Que cela me plaise ou non, lorsqu’on évoque ma carrière de photojournaliste (1951-2004), la discussion revient invariablement sur la guerre du Vietnam.

C’est vrai : le Vietnam a été au centre de ma carrière de photographe. Envoyé là-bas par l’Associated Press de 1962 à 1973, après mes premières expériences de correspondant étranger au Congo et en Algérie, je me suis retrouvé dans une position enviable pour un photographe d’agence. Au plus près d’une histoire, l’Histoire mondiale qui se déroulait là, sous nos yeux, et dont résultaient les photos les plus saisissantes et les plus émouvantes. Celles qui feraient la Une des journaux dans le monde entier, presque chaque jour pendant des semaines, des mois, durant plus de dix ans.

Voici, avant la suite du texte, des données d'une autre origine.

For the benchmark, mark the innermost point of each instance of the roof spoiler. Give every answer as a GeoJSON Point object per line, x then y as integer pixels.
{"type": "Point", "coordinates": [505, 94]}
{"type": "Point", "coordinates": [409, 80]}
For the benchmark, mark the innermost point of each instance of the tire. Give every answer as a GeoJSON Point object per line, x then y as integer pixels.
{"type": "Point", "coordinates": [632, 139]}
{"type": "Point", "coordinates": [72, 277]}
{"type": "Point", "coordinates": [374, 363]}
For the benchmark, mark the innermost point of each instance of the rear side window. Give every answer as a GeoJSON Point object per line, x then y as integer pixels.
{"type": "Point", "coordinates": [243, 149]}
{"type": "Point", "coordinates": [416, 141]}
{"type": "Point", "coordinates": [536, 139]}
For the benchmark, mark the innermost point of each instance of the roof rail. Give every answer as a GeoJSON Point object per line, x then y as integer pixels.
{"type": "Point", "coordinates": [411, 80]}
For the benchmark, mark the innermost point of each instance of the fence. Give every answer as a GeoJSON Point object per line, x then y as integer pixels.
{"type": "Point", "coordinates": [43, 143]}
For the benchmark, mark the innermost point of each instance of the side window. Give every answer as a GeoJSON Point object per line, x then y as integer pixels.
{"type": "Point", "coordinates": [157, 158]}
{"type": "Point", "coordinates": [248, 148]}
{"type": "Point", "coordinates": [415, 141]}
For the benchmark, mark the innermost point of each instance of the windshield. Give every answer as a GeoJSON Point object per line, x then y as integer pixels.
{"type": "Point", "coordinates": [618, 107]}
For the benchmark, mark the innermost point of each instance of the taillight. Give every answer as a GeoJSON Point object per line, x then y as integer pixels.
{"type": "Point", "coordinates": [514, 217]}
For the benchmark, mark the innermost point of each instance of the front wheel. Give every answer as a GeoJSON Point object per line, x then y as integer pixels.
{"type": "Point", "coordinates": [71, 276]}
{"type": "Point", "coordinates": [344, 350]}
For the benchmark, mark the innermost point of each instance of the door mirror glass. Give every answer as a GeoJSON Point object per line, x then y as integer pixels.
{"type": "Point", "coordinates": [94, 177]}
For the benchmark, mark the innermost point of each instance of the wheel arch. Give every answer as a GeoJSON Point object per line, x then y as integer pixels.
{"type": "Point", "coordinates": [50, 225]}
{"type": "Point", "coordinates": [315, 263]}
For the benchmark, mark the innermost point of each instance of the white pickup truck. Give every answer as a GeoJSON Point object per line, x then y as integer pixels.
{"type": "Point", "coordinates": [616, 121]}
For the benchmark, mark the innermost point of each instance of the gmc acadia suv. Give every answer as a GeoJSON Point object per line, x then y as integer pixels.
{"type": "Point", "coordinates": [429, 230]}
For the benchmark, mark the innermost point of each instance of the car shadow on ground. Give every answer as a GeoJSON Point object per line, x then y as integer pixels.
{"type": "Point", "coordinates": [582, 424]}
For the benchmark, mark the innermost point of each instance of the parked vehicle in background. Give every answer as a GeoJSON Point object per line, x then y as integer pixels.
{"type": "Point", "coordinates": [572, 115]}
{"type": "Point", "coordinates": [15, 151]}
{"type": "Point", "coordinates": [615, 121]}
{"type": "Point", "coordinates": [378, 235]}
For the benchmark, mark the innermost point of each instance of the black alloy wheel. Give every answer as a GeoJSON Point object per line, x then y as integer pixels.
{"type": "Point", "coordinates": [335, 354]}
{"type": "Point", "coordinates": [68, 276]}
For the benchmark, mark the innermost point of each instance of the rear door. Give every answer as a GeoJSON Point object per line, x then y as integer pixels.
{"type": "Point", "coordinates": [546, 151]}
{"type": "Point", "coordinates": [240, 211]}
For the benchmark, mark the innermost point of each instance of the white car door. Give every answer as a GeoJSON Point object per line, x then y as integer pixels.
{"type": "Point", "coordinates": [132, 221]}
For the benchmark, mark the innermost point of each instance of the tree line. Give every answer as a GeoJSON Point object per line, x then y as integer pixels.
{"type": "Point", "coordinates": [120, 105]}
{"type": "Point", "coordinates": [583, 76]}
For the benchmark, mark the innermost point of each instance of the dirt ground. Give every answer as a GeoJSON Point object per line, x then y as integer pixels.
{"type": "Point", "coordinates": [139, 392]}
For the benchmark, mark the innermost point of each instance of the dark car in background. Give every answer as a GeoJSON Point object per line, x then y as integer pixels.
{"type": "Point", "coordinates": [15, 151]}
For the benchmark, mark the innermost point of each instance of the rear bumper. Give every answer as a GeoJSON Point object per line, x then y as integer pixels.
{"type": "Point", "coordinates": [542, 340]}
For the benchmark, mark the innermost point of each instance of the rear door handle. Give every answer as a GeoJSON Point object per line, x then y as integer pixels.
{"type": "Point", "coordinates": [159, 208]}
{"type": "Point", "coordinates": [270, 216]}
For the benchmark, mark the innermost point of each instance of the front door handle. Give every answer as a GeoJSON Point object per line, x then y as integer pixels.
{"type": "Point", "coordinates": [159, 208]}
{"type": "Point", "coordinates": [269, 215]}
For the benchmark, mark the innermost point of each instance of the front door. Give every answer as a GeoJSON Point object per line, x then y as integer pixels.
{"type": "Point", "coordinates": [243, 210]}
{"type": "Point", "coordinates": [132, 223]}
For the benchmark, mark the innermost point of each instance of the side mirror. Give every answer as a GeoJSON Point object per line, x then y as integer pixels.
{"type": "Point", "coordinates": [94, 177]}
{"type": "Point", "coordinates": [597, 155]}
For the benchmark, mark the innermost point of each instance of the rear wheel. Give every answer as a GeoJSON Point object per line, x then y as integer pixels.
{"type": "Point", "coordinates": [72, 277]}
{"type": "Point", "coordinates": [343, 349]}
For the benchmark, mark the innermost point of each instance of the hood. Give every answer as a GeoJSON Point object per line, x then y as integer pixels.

À Saigon, j’étais le primus inter pares, le directeur photo d’AP, travaillant avec une équipe de photographes vietnamiens et de toutes les nationalités. Suivant l’intensité de la guerre, parfois nous n’étions qu’une poignée, parfois tout un régiment. C’est une époque où se sont tissés des liens et de fortes amitiés qui durent encore aujourd’hui. Cinq d’entre nous, à AP, y laissèrent leur vie, et presque chacun d’entre nous fut blessé au moins une fois (moi-même en 1967).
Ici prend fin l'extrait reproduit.